Perpetual by Starkware offers a commercial product that has features, including:
- Leverage up to 25 times.
- Crossover and out-of-chain order booklet.
- Only accept USDC as collateral.
- Avoid running ahead
dYdX supports portfolio management for traders to monitor their trades, claim trades and receive fee discounts based on their trading volume.
For any trading platform, price data feed or oracle price is an important part because it directly affects the benefits and experiences of users. dXdX uses oracle Chainlink and MakerDAO to feed price data through its smart contract running on the Ethereum blockchain.
Unique dYdX features
The most important feature of dydx is its staking pools and two types of pools are offered by the dYdX platform:
The safety pool works exactly as its name implies, creating a secure network for users to stake their DYDX tokens. Safety Pool ensures that DYDX stickers receive their share of the pool in proportion to the amount they stake. However, users must wait 14 days for their token to be removed from the stake process, and they must submit their withdrawal request before the end of each period.

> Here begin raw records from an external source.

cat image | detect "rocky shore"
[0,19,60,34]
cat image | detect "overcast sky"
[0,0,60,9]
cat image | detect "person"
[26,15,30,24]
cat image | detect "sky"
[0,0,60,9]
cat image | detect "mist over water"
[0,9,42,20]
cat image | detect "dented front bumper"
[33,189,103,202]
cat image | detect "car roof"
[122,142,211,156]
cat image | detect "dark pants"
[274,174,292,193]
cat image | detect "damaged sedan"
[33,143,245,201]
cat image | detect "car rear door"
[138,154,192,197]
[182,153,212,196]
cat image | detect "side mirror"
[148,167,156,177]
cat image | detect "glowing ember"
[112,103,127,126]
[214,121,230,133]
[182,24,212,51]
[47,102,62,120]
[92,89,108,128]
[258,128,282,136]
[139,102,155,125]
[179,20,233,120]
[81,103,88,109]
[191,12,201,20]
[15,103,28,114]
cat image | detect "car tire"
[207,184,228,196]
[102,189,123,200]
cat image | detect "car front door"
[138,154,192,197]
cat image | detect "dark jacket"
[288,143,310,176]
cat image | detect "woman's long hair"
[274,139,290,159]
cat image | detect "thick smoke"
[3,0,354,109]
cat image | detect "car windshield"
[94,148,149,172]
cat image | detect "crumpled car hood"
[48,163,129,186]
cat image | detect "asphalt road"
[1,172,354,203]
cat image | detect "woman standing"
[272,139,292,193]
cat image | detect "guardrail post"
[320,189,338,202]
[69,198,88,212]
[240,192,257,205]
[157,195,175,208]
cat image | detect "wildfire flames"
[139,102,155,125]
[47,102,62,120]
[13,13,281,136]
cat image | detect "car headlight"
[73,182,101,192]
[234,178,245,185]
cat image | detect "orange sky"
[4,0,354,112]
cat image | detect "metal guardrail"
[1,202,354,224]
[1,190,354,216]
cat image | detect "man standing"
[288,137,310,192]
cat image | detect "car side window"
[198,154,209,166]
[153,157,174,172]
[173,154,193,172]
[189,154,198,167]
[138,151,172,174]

The liquidity pool is presented with two main purposes, one is to strengthen the effects of liquidity in the network and the other is to encourage large market makers to invest in this platform. Marketers will create new markets based on the dYdX Layer 2 protocol, and share DYDX shareholders in that pool of liquidity according to the amount of their tokens. Stakers can leave the stake process after 14 days and even during the 14-day period. Currently, the marketers of the second layer dYdX protocol include Amber Group, Sixtant, Wintermute and DAT Trading.
Benefits of trading dydx
Holders of DYDX tokens will receive three benefits as follows:
Retrospective extraction reward
Mining rewards are for users who trade on the dYdX platform Layer 2 protocol and for investors who use the platform for a long time. The amount of reward depends on the activity of the users, which is based on several levels. Retirement extraction bonus is now available, as the initial transfer limit has expired.
Transaction Rewards encourages digital currency traders to participate in the dYdX Layer 2 protocol. Every trader under the dYdX Layer 2 protocol is eligible to receive a reward. However, the amount of reward depends on trading activity, volume and other factors. Active traders with more than 10,000 tokens will receive a 15% discount on all trading commissions.

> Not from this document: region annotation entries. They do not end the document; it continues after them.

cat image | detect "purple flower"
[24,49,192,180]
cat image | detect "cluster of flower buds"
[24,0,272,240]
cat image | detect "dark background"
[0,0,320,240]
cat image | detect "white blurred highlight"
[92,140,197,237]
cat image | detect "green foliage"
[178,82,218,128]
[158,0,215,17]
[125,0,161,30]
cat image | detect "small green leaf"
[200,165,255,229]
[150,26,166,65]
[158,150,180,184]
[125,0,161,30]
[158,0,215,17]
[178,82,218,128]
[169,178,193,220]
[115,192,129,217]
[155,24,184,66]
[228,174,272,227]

Liquidity Provider Rewards
Liquidity Provider Bonus is available to Ethereum Active Address Holders who retain at least 5% of their build volume in their previous term. Users will receive a reward after 25 days and this trend will be valid for the next five years. The purpose of this award is to increase DYDX liquidity in the long run.
The dYdX (DYDX) token
There are a total of one billion DYDX tokens that will be distributed over a five-year period. Here is how to distribute the DYDX token:
Fifty percent of the tokens go to the dYdX community, which includes liquidity suppliers, traders, shareholders, and users who complete trading tasks. Part of this percentage also belongs to the community treasury.
27.73% of the tokens belong to past active investors. 15.27% of the tokens are allocated to official dYdX team members including founders, consultants, staff and other members. 7% of the tokens will be allocated to consultants and staff who will join the project in the future.
Decentralized finance investing is a great option to build a productive portfolio, but there are risks that the investor cannot ignore. There are currently fewer exchangeable digital currencies on the dYdX platform with small centralized risk. Although dYdX focuses on the DeFi industry, some of its operations are still focused.
Overall, the DYDX token looks promising right now. However, investors need to consider market fluctuations before investing money. Following any trading method using technical or fundamental indicators would be a smart option for deciding to trade.